What’s the job?” “Some town clerk dipping into the till. I’m supposed to dig up the proof.” “Murial’s dipping? Damn, you’d think she’d live better than she does.” “Not Murial, different town. I just thought I’d stay with Buster while I’m in the area.” He got behind the wheel of the fire truck. “Yeah?” he said nonchalantly, looking completely uninterested. “What town?” I grinned at him. “Nice try.” He started the engine with a tremendous roar and eased the truck backward into the station. The clearance between vehicle and doorframe was about an inch and a half on all three sides. Another truck-a ‘55 Chevy-stood at gleaming attention at the mouth of the second door. I crossed over to it as Rennie killed the motor and came around the front.

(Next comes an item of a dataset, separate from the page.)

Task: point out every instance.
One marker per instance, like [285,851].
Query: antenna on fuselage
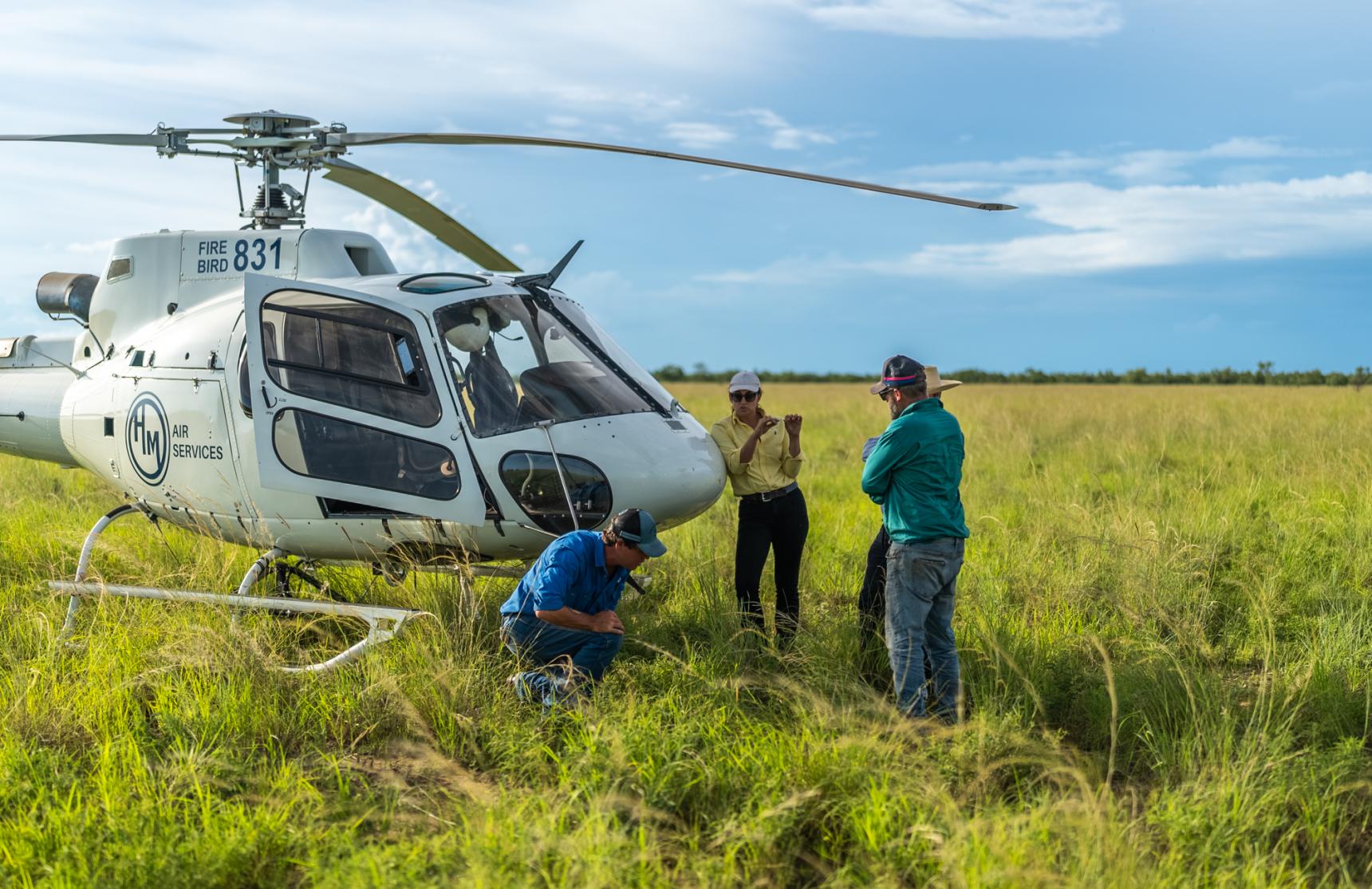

“Memory row, huh?” I smiled and patted the red fender. “I remember when Buster first rode this into town.” “Yeah, the only brand-new truck we ever had.” He jerked his thumb over his shoulder. “I’m still partial to Engine 1, though, even if it is Army surplus. That son of a bitch has never been a problem.” “And this has?” Rennie shrugged. “I don’t like it as much.” I knew it wasn’t the truck-it was the fact that it was Buster’s baby. Buster was Chief-seemingly always had been-while Rennie had worked his way up to Assistant Chief through pure attrition.

During my first vacations up here, Rennie and I had been “junior firemen,” duped by that meaningless title into sweeping, cleaning, washing, polishing, waxing until we’d qualified as Grade-A maids, all seemingly under the stern direction of anyone and everyone in the department eighteen years or older. My willingness to “shovel the shit,” as Rennie put it, despite my connection to the Chief, had formed the initial basis of our friendship.

That had later blossomed as we’d graduated to manning equipment and fighting fires-albeit only the minor ones-always together, always a team. We’d even exchanged letters throughout the school year, comparing notes on how many ways adults conspire to torture teenagers.

We were young men by the time Buster rolled into town on the new Chevy in 1955-both veterans. That was the last time I was to spend more than a couple of days in Gannet at one time. My connection to Rennie faded in intensity after I signed on as a policeman in Brattleboro; the correspondence died of neglect and memories began to replace an updated friendship.